2. The method of claim 1 further comprising prior to step (a),
(a′) the purification of tRNAs from an RNA preparation.
3. The method of claim 2 further comprising prior to step (a′),
(a″) the isolation of an RNA preparation from eukaryotic cells.
4. The method of claim 1, further comprising
(c) the construction of a sequencing library by PCR amplification of the cDNA(s) as obtained in step (b), wherein the cDNA(s) is/are optionally circularized prior to the amplification.
5. The method of claim 1, wherein the DNA adapter comprises at least two, three or four DNA adapters that are distinguished from each other by a barcode sequence.
6. The method of claim 4, further comprising
(d) sequencing the sequencing library as obtained in step (c).

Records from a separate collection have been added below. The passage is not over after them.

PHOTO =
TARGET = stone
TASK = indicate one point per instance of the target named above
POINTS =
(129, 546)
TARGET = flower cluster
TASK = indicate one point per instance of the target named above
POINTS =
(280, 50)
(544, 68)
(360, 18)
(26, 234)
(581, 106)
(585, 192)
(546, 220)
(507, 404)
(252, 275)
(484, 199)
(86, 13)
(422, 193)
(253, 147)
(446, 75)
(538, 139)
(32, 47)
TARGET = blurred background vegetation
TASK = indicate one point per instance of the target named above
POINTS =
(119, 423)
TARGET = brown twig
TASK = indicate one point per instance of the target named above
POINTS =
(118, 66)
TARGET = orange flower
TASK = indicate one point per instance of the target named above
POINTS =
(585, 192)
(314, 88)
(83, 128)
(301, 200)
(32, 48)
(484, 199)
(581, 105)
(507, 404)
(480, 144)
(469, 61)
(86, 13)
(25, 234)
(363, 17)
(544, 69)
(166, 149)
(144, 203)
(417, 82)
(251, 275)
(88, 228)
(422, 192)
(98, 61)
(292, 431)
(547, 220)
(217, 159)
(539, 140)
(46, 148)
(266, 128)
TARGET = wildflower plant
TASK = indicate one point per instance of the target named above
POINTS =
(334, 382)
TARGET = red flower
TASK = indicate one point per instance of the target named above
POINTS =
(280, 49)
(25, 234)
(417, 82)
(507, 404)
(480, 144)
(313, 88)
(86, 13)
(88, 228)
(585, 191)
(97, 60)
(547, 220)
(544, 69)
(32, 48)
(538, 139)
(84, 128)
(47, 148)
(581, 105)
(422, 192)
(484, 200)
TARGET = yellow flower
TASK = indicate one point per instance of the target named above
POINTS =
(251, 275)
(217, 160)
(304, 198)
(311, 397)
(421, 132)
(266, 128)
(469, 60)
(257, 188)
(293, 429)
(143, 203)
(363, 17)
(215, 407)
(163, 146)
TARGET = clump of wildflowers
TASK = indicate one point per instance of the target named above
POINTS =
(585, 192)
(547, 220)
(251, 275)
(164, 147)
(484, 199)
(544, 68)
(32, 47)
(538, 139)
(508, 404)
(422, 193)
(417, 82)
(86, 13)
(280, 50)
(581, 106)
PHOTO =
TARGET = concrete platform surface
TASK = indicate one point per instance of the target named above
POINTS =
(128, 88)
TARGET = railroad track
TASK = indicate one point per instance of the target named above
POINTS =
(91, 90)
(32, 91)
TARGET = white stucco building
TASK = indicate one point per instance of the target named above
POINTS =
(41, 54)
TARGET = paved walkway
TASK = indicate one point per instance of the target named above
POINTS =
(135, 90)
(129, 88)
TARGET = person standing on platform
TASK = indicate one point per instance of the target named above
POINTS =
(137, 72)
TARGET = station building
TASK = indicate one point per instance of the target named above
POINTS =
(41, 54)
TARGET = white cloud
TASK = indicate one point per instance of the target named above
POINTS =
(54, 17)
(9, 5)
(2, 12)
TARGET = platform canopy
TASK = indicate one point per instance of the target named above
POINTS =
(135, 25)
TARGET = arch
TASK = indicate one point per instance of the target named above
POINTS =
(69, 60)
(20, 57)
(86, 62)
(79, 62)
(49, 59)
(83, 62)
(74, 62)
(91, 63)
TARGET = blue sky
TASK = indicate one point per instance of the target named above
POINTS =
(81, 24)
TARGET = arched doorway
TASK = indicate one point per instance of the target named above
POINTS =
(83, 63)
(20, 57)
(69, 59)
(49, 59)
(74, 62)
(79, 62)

7. The method of claim 6, further comprising
(e) aligning the sequencing reads as obtained in step (d) to known tRNA reference sequences.
8. The method of claim 6, further comprising
(f) aligning the sequencing reads as obtained in step (d) to a reference of known tRNA transcript sequences, wherein the reference comprises information on the identity and location of known modified ribonucleosides in tRNAs.
9. The method of claim 8, wherein the reads are aligned using a short read alignment algorithm, preferably by using the Genomic Short-read Nucleotide Alignment Program to the reference generated in (f), wherein the reference is preferably clustered into clusters of tRNA genes sharing an anticodon.
10. The method of claim 8, wherein reads are aligned to RNA reference sequences in single nucleotide polymorphism (SNP)-tolerant mode, using known modified ribonucleotides as potential sites of mismatch to the reference sequence.
11. The method of claim 8, further comprising
(g) subjecting the reads aligned to clusters to a deconvolution algorithm that assigns the aligned reads to unique tRNA species.
12. The method of claim 8, further comprising after read deconvolution
(h) the analysis of one or more of read coverage, 3′-CCA, differential tRNA abundance and modification profiling.
13. The method of claim 1, wherein the group II intron reverse transcriptase is a thermostable group II intron reverse transcriptase.
14. The method of claim 13, the thermostable group II intron reverse transcriptase is a TGIRT RT or the MarathonRT.
15. The method of claim 14, wherein TGIRT has the sequence of any one of SEQ ID NOs: 1 to 5 or a sequence being at least 80% identical thereto and/or wherein the MarathonRT has the sequence of SEQ ID NO: 6 or a sequence being at least 80% identical thereto.